Sans surprise, dans notre bel hexagone qui entame sa conquête du troisième millénaire, Marcel et Gustave tiennent le haut du pavé respectivement cités 33 et 23 fois talonnés par l'américain William Faulkner 24 ( Shakespeare 9) et Fiodor Dostoïeski 16. Une femme, " la femme écrivain" Virginia W 15. On notera pour conjoncturelle la présence de Madame de La Fayette qui n'avait aucune change de figurer au palmarès sans la publicité récente que lui a faite de façon involontaire notre très Haut. La Princesse de Clèves avant Don Quichotte !!! La Bible n'apparaît qu'à la dixième place.
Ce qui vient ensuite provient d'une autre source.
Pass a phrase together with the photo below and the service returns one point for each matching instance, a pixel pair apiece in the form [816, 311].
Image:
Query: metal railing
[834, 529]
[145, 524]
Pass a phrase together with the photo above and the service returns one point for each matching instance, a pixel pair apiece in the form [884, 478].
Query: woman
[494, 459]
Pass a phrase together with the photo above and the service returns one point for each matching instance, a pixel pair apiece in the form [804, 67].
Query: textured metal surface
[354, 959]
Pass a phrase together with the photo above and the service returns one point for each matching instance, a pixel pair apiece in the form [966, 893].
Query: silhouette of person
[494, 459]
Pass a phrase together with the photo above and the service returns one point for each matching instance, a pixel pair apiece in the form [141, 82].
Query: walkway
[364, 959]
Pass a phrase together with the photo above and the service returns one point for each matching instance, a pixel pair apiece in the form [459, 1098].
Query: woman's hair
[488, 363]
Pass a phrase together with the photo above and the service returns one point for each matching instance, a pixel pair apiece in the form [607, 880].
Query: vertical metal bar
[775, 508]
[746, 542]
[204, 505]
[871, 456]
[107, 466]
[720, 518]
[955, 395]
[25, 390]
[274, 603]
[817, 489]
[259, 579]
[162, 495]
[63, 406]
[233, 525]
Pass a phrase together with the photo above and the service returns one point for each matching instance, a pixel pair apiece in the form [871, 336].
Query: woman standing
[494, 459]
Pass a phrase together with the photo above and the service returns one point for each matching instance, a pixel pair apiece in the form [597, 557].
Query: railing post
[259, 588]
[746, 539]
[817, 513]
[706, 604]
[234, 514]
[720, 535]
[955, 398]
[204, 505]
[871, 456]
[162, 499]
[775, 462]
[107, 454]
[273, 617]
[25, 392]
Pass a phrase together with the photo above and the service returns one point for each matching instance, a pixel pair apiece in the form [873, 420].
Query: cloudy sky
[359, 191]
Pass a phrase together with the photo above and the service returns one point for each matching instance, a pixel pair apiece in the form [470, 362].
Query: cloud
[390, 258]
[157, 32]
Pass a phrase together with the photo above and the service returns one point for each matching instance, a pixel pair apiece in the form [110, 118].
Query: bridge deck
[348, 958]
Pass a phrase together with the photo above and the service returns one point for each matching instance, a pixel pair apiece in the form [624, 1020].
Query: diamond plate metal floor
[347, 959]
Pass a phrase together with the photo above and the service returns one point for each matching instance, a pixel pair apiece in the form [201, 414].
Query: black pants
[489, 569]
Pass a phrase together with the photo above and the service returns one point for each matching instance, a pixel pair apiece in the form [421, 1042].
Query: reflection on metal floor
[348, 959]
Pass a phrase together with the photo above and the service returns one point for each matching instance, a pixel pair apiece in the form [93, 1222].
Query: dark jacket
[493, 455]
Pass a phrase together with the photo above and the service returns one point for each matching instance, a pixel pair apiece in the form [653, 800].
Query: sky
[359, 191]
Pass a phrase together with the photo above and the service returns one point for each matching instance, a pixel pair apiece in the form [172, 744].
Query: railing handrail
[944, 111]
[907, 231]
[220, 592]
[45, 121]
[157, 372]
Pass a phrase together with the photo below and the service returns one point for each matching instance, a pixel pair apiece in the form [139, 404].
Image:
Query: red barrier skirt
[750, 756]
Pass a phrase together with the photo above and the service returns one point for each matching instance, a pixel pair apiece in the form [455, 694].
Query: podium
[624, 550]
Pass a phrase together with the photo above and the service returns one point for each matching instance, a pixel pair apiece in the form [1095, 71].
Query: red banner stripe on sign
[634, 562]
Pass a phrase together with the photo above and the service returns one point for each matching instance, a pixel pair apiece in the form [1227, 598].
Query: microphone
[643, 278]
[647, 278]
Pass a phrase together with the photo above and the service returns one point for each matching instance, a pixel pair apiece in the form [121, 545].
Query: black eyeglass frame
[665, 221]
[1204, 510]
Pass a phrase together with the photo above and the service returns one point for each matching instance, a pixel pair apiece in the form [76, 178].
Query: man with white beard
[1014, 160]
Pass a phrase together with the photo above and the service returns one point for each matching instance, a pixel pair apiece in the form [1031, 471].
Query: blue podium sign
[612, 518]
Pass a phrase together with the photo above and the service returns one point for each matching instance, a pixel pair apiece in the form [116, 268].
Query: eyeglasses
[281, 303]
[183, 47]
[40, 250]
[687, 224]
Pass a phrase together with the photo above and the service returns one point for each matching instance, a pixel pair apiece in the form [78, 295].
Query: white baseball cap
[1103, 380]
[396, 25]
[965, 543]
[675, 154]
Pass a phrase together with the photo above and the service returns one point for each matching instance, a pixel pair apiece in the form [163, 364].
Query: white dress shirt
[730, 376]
Est-ce sa valeur littéraire ou spirituelle qui est ainsi récompensée ?

Il se trouve qu'aujourd'hui j'écoutais une enseignante exposer les menaces qui pèsent sur la filière littéraire et je l'entendais déplorer la disparition des humanités et l'absence de courants littéraires (sic). Ces deux actualités, font pour moi un précipité.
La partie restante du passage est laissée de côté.